Эти звуки, теперь уже такие знакомые, только усиливали мое одиночество.

— Этьен, — прошептала я в темноту.

На рассвете меня разбудили звуки молитвы; я поднялась и посмотрела сквозь деревянную решетку. Внизу, на тихой улице, был припаркован грязный «ситроен», а возле него на коленях, преклонив головы к земле, стояли Мустафа и Азиз. Я быстро оделась и, отказавшись от мятного чая, предложенного Лаллой Хумой (она тихо появилась за дверью, услышав мои торопливые шаги), быстро пошла к машине.
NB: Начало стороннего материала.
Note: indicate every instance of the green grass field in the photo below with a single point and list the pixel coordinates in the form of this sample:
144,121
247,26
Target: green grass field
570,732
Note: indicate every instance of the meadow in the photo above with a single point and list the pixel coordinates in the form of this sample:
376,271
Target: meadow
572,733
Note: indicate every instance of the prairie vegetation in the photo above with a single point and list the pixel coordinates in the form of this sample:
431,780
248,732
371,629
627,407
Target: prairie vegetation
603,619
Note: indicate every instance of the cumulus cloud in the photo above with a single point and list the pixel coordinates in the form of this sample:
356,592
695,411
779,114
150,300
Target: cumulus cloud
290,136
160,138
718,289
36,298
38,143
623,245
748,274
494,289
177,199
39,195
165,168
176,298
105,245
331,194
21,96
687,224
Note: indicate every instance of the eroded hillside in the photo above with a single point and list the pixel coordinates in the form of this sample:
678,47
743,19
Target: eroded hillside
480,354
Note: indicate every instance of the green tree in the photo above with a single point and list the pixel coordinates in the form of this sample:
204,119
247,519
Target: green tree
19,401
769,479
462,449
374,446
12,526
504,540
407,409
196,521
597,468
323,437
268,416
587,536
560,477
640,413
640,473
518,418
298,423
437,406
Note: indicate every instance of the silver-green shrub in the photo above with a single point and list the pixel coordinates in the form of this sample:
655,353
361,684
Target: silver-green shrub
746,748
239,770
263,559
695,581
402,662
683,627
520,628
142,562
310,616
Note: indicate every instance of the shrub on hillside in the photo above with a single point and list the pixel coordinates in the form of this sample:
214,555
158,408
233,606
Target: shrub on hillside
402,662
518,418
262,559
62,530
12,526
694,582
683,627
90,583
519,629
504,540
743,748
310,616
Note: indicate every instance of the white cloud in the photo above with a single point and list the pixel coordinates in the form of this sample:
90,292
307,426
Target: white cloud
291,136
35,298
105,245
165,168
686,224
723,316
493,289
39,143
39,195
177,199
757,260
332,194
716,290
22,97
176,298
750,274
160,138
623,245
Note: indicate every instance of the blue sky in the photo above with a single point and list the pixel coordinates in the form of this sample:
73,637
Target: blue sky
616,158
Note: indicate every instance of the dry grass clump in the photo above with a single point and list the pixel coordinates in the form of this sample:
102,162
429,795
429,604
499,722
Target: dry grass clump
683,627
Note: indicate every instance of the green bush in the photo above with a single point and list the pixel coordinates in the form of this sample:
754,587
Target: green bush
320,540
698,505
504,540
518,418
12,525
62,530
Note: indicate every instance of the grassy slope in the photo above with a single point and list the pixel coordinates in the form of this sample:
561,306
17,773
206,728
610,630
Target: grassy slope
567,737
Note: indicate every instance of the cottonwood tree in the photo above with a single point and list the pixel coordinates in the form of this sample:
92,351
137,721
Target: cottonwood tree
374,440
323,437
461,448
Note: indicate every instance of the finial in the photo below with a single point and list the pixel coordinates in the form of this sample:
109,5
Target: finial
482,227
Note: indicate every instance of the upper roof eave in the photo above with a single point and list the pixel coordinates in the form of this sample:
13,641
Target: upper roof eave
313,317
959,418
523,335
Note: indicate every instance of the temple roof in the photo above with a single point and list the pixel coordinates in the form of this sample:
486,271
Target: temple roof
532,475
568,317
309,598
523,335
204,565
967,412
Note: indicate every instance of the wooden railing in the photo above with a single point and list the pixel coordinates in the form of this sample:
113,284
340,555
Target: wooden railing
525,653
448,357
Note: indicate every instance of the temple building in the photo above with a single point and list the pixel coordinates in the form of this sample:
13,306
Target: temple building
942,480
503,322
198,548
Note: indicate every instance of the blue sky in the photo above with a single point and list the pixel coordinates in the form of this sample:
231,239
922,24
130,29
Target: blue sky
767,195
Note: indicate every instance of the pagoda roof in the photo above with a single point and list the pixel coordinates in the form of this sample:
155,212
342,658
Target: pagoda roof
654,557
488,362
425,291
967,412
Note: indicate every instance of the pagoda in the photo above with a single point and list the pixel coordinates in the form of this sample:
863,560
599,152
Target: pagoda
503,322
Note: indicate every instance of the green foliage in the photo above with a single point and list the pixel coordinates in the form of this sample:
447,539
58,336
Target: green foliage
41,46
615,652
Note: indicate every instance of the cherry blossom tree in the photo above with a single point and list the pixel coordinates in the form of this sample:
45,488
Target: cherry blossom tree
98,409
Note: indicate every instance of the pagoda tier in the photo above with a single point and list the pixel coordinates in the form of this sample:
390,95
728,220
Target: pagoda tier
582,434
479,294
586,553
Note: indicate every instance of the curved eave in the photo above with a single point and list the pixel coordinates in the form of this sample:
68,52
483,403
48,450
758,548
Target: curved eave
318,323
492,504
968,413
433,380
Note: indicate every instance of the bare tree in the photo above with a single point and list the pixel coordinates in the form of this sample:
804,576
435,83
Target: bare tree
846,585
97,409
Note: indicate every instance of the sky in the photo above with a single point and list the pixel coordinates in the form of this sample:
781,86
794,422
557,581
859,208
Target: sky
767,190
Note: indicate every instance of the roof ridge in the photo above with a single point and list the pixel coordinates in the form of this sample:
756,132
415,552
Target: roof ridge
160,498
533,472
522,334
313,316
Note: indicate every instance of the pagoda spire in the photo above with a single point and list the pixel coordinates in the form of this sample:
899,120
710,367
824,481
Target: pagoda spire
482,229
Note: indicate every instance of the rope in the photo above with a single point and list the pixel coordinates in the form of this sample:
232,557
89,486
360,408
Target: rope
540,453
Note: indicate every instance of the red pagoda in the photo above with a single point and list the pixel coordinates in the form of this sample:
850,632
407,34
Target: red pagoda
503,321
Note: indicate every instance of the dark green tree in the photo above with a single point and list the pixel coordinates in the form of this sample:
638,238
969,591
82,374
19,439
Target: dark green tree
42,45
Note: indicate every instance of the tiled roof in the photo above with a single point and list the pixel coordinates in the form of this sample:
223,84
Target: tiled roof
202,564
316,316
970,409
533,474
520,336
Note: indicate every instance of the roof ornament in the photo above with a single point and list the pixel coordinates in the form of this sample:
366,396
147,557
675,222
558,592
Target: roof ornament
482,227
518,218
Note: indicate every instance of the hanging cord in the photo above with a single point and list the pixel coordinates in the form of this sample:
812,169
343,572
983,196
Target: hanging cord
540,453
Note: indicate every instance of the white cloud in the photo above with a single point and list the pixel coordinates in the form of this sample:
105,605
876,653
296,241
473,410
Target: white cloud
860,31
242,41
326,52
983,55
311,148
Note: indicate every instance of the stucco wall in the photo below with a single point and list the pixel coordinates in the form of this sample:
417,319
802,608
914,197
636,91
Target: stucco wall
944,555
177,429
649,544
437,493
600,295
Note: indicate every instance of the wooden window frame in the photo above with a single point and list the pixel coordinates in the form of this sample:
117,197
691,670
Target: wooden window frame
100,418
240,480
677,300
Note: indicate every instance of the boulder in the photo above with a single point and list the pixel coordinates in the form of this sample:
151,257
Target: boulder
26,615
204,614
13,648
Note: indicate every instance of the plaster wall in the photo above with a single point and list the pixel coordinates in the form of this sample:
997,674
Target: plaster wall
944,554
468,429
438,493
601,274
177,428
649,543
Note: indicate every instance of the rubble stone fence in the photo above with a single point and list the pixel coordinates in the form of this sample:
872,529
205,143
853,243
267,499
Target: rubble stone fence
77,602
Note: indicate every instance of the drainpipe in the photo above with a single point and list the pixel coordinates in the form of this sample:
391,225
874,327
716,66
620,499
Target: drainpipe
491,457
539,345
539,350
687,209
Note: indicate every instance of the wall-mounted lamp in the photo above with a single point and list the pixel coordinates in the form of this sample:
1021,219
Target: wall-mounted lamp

Мустафа и Азиз уже сидели в машине и похрапывали в унисон. Я подумала, что, может быть, я ошиблась. Может, это не их я видела молящимися. Мустафа лежал на спине, накрывшись красно-белой полосатой джеллабой, его голова была под рулем, а нога торчала из противоположного окна. Азиз сидел, привалившись боком к заднему сиденью, он обвил себя руками и прижал ноги к животу. На полу валялись мешки и сумки — наверное, еда на дорогу. Когда они оставили меня у Лаллы Хумы, я решила, что они поедут домой к Мустафе, а сейчас мне подумалось: не проспали ли они здесь всю ночь?

Я постучала по крыше машины (шкуры исчезли), Мустафа вздрогнул и поднял голову, стукнувшись ею об руль.

— Non, non, мадам, — сказал он, потягиваясь и потирая лицо, а Азиз пробурчал:

— Слишком рано выезжать.

Оба мужчины снова приняли те же позы, а я вернулась в дом и выпила свой чай с уже знакомой круглой пресной лепешкой и густым вареньем из инжира.

Я подождала до семи часов, когда улицы заполнились мужчинами и телегами, верблюдами и ослами; мальчишки хлестали коз короткими прутьями, заставляя тех двигаться вперед. Подойдя к машине, я поверить не могла, что Мустафа и Азиз могут спать при таком шуме. Когда мне наконец удалось их разбудить, они оба раздраженно приняли сидячее положение. Мустафа принес мои чемоданы и поставил возле Азиза, который все еще сидел с закрытыми глазами. За ночь у него отросла весьма густая щетина; я подумала, что к моменту прибытия в Марракеш она превратится в полноценную бороду.